In practice, this means injecting failures at the tool boundary: returning timeouts, stale data, rate-limit errors, malformed payloads, and empty result sets. The eval grades each scenario against the contract. The grade is binary on disclosure ("did the response carry a degraded flag when the dependency failed?") and graded on quality ("given the failure, was this the best partial answer the agent could give?").

Teams that run this eval are surprised twice. First, by how often their agent fails to disclose degradation when the contract says it should. Second, by how often the agent's "answer with disclosure" is actually better — more useful, more actionable, more trusted — than the same agent's response on a happy-path version of the same query. Honest impairment beats confident fabrication on user trust metrics. The customers who got the "I can't reach the inventory system right now, here's what I do know" response come back. The customers who got the confidently-wrong answer, then discovered it was wrong, do not.

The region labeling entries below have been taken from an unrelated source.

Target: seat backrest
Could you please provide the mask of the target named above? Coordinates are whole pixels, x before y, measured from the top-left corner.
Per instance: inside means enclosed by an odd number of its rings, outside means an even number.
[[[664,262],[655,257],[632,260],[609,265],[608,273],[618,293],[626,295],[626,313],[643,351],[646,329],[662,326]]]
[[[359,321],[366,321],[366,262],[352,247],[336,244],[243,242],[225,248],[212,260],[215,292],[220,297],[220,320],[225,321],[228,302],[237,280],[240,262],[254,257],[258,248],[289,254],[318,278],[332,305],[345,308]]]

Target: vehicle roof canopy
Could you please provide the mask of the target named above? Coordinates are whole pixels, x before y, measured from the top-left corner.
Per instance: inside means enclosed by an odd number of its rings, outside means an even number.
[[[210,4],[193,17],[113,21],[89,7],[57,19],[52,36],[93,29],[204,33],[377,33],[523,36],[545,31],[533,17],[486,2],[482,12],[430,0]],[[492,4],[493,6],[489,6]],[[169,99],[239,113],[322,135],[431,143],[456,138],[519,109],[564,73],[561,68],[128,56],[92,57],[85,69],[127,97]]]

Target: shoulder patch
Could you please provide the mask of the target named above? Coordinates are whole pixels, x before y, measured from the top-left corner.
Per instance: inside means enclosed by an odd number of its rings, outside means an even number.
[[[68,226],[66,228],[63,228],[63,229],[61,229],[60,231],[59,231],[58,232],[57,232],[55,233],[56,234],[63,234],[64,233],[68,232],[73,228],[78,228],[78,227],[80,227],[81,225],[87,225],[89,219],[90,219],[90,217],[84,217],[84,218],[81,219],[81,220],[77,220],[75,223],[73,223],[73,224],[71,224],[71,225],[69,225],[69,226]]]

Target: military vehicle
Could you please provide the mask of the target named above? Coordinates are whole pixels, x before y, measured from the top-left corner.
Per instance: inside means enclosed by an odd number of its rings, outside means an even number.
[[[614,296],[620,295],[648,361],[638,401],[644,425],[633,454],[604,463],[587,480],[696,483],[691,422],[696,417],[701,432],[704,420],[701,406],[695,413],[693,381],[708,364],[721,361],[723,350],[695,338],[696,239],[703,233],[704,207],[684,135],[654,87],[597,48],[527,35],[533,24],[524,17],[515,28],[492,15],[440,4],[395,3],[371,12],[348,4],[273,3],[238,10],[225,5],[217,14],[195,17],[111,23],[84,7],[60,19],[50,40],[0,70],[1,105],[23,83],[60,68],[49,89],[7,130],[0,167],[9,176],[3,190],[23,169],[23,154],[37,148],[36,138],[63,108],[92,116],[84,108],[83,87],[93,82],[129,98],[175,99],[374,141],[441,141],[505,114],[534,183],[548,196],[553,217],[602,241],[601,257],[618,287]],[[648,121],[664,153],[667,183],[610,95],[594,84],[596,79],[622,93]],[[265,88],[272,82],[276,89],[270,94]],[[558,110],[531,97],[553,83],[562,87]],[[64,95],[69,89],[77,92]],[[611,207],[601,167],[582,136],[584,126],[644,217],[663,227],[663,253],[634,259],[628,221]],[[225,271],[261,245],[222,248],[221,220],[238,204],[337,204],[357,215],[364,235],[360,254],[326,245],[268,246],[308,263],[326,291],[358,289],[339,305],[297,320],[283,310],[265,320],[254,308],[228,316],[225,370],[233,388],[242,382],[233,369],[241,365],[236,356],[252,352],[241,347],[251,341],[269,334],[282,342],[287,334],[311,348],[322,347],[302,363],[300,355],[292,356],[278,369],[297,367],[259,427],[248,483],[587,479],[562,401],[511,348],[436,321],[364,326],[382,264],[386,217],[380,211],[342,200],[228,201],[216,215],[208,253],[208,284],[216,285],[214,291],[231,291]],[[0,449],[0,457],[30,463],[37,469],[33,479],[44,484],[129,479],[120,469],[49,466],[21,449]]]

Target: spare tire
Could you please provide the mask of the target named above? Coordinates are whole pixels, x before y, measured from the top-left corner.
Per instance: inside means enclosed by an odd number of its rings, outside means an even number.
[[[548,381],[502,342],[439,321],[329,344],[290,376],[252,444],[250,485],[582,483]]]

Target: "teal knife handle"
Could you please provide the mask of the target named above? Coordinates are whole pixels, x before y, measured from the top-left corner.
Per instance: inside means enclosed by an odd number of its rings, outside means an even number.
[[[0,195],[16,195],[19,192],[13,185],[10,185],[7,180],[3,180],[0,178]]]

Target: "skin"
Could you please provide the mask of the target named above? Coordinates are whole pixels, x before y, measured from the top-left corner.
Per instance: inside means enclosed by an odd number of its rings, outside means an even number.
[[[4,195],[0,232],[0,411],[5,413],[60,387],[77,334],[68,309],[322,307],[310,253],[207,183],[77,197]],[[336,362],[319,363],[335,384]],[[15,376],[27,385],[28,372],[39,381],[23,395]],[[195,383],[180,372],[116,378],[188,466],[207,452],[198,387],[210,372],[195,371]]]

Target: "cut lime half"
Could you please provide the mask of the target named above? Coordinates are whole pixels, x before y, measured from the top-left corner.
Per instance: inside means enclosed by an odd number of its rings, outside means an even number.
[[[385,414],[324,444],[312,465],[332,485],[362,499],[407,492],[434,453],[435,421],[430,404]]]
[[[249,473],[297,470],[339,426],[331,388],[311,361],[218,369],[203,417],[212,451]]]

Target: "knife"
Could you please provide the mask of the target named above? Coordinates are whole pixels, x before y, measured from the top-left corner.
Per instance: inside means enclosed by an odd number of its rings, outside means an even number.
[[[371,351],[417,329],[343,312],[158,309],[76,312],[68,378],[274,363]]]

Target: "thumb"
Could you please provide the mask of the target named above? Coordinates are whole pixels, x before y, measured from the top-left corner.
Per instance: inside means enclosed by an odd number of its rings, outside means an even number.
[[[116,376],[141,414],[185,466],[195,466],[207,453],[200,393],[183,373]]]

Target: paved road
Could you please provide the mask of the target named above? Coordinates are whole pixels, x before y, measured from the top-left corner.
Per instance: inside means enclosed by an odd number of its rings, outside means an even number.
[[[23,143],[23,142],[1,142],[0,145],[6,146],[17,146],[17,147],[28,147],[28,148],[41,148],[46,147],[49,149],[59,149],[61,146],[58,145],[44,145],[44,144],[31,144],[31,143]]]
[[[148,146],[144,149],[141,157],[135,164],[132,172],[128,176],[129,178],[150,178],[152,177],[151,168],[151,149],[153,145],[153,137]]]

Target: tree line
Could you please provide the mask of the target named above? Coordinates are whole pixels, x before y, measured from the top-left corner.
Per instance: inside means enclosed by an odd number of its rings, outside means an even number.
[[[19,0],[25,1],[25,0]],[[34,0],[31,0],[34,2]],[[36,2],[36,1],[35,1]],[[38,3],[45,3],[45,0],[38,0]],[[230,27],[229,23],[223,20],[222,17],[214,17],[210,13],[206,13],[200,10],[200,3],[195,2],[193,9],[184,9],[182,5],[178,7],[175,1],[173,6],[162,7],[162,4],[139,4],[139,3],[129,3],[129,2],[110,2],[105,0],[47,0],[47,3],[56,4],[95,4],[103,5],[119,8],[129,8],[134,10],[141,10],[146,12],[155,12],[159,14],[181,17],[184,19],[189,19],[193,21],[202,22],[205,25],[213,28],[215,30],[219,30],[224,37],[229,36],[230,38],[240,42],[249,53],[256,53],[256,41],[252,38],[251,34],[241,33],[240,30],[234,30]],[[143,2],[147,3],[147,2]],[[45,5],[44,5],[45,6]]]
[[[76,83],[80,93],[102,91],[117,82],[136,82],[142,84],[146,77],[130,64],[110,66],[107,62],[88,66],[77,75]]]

SLOs Denominated in Honest Disclosure

The metric that operationalizes the contract at runtime is a degraded-mode disclosure rate: out of all agent turns where a tool dependency was degraded, what fraction emitted a degraded flag in the structured response? This is a different SLO from your latency SLO, your availability SLO, or your eval pass-rate SLO. It is the metric that catches the failure mode where everything looks fine on the dashboard — tools are running, the model is responding, latency is green — but the agent is silently producing wrong answers under degradation because the wrapper layer did not signal it.

A target in the 95–99% range is realistic. The remaining few percent are typically races between dependency state and disclosure logic, or genuine edge cases the contract didn't cover. The SLO is calibrated against the cost of a missed disclosure: in low-stakes contexts (a recommendation feed) you can tolerate more silent degradation than in high-stakes contexts (a billing agent, a medical triage assistant, a financial advice tool).

The org failure mode here is predictable. The team measures availability and latency with great care, ships an agent whose disclosure rate is implicitly 0% under common dependency failures, and discovers the gap at the first incident — typically when a customer complaint surfaces a confidently-wrong answer that the postmortem traces back to a tool that was timing out in a way the agent never disclosed. The fix is not a one-off; it is a metric the team should have been watching from day one, on the same dashboard as the others.

Write It Before the Dependency Fails

The architectural realization is that an agent's degraded-mode behavior is a product spec. It deserves the same treatment as the happy-path spec: written in a document, reviewed by the people who will own the consequences, tested in an eval suite, monitored with an SLO, and updated when the system changes. Treating it as a fallback the on-call invents during the incident is how the customer ends up writing it for you in a support ticket.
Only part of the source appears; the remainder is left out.